The extremist Sunni outfit Lashkar-e-Jhangvi said a female suicide bomber struck the bus in Quetta, capital of the restive Baluchistan province on Saturday, killing 14 women students.
A follow up attack around 90 minutes later on a hospital treating survivors left at least 11 dead and led to a prolonged gun battle between security forces and militants occupying part of the building.

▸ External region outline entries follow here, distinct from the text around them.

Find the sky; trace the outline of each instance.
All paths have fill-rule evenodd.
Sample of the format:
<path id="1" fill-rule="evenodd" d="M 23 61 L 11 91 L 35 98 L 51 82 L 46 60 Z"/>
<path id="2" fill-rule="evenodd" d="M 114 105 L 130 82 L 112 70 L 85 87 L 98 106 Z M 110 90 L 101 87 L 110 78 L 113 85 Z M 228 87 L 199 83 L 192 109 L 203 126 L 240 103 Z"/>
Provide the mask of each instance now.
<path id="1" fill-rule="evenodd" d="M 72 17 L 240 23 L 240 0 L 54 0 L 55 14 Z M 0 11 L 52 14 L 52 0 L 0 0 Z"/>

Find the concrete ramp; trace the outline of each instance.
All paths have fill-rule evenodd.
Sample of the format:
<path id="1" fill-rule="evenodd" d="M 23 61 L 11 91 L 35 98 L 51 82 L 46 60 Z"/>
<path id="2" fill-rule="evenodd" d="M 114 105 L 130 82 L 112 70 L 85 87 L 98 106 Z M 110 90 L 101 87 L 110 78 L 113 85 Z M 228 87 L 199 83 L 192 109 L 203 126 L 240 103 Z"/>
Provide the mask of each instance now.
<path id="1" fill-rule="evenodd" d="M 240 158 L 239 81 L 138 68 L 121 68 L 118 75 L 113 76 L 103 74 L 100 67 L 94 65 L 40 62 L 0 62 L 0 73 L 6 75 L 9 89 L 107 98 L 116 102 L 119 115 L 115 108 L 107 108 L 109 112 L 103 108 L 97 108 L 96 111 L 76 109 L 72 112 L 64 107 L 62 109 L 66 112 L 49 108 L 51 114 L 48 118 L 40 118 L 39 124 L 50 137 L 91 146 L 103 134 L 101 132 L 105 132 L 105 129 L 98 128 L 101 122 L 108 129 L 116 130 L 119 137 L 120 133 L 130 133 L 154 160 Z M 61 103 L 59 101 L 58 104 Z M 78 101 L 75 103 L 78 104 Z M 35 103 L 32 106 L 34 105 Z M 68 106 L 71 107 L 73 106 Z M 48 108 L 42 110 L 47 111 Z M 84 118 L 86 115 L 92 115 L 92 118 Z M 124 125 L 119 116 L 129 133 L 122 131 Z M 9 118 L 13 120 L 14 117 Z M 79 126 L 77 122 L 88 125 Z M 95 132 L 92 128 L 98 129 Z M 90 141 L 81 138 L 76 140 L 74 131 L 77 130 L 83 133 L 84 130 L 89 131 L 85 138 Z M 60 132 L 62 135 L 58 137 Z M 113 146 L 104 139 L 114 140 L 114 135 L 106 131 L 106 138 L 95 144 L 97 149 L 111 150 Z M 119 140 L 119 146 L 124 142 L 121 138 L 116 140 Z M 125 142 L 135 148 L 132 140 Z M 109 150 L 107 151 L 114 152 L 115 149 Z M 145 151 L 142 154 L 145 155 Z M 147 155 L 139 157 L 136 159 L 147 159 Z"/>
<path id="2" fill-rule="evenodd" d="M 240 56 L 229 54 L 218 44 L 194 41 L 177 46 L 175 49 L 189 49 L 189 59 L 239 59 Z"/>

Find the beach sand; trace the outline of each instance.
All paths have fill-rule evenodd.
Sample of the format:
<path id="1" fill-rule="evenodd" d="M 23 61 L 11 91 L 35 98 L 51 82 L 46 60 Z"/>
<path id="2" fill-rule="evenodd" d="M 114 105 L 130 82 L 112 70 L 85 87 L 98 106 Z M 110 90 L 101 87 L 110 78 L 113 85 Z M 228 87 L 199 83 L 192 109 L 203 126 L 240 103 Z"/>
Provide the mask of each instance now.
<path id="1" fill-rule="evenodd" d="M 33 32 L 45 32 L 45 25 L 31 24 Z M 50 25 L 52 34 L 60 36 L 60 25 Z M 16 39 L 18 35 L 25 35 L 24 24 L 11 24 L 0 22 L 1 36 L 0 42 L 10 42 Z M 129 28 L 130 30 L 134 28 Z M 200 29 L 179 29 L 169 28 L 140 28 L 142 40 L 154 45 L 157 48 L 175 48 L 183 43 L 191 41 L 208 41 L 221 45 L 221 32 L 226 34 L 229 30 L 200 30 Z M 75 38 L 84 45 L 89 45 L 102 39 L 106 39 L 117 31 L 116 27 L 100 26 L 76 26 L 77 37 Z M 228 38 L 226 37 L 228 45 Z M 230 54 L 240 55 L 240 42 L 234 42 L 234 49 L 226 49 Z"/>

The standoff lasted for several hours and ended when security forces stormed the building, freeing 35 people who had been taken hostage, Interior Minister Chaudhry Nisar told reporters on Saturday.
Abubakar Siddiq, a spokesman for Lashkar-e-Jhangvi (LeJ), called newspaper offices in Quetta late Saturday to claim the killings.
“The suicide attack on the bus was carried out by one of our sisters. She boarded the student bus and blew herself up,” Siddiq said.
“Then we carried out a second suicide attack at the hospital and our fighters killed several people. We did this because security forces killed our fighters and their wives in Kharotabad.”
Pakistani security forces on June 6 killed at least three militants and two women during a raid at a house in the Kharotabad neighbourhood of Quetta. Officials said they belonged to Tehreek-e-Taliban Pakistan, with whom LeJ has links.
The attacks came hours after a national monument linked to Pakistan’s founding father Muhammad Ali Jinnah was destroyed by separatist militants in Ziarat town, 80 kilometres (50 miles) southeast of Quetta.
Quetta is a flashpoint for sectarian violence between majority Sunni Muslims and minority Shiites, who account for 20 percent of Pakistan’s 180 million population, and the city saw the country’s two bloodiest attacks so far this year.
A giant bomb planted in a water tanker being towed by a tractor killed 90 Shiite Hazaras in February, while another suicide bombing at a snooker club in January killed 92 others. Both were claimed by LeJ.
There was fury in the Pakistani press on Sunday, both at the perpetrators and the security forces for failing to prevent the third major atrocity in Quetta in six months.
Dawn, the country’s leading English-language newspaper, said the state’s shortcomings had been shown once again.
“That the state has again failed both at the level of intelligence-gathering and preventing a terrorist attack from succeeding is also obvious,” it said in an editorial.
“Unhappily, the more obvious these truths, the less likely it seems that anything will be done to address them.”
The bus targeted in Saturday’s attack was from Sardar Bahadur Khan Women’s University, which is located close to a Shiite Hazara neighbourhood in Quetta, and many Hazaras are students.
Baluchistan, which borders Iran and Afghanistan, is rife with Islamist militancy and a regional insurgency waged by separatists demanding political autonomy and a greater share of profits from the region’s natural resources.